It immediately became a fixture of our summer table and I’ve never let a summer pass without making it. Even though I was by then in college, to this day when I make it, it takes me back to the lazy summer days of my childhood that were spent in my grandmother’s kitchen, where, no matter how hot it got, she could always make cooking an adventure.

Yellow Summer Squash Soup With Sage And Thyme
Serves 4

1 pound yellow crookneck squash
1 medium leek
1 large yellow onion, peeled and sliced thin
2 tablespoons unsalted butter
1 cup homemade Chicken Broth or ½ canned broth mixed with ½ cup water
1 Bouquet Garni made with a sprig each of thyme, parsley and sage
Salt and white pepper in a peppermill
2 cups half and half
¼ cup heavy cream (optional)
4 - 5 fresh sage leaves, thinly sliced, or 1 tablespoon chopped fresh chives

1. Scrub the squash under cold running water, trim the blossom and stem ends, and slice crosswise into ½-inch-thick rounds.
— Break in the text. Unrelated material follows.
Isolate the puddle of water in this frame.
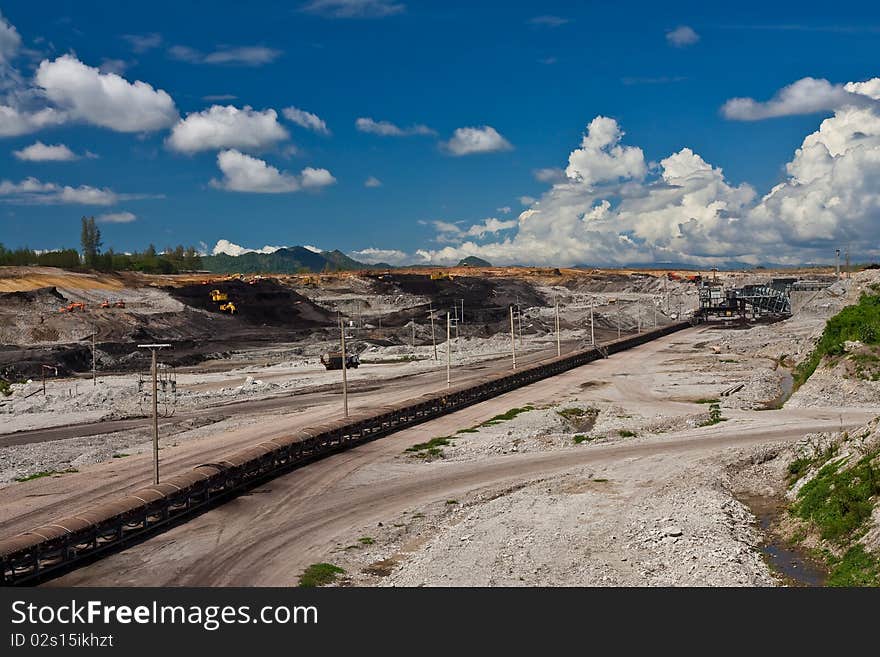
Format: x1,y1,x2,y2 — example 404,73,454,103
739,496,828,587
Split the leek lengthwise and wash it well under running water to remove the dirt from between the leaves. Remove and reserve the green tops and slice the white part.

2. Put the white part of the leek, onion, and butter in a 4-quart pot over medium heat. Sauté until softened, but not browned, about 5 minutes. Add the squash and toss until hot. Add the broth, bouquet garni, a pinch or so of salt, and liberal grinding of white pepper. Raise the heat to medium high, bring to a boil, and reduce the heat to low. Cover and simmer until the vegetables are tender, about 20 minutes. Turn off the heat.

3. Remove and discard the bouquet garni. Puree the soup with a hand blender, food processor, or blender. Return it to the pot. Thinly slice the inner pale leek greens and add them with the leek greens to the puree. Bring back to a simmer over medium heat and simmer until greens are tender, about 5 minutes. The soup can be made ahead: pour it into a bowl set in a basin of ice water and stir until cold; cover and refrigerate.

4. To serve hot, heat it gently over medium-low heat, stirring occasionally to prevent scorching, then add the half and half and heat it through. Taste and correct the seasonings. Ladle the soup into heated soup plates. Garnish with a drizzle of cream and a sprinkling of the fresh sage or chives.

5. To serve it cold, after chilling add the half and half, then taste and correct the seasonings. Garnish as for the hot soup, or whip the cream until it forms soft peaks, put a dollop on each serving, and sprinkle with the chopped herbs and white pepper.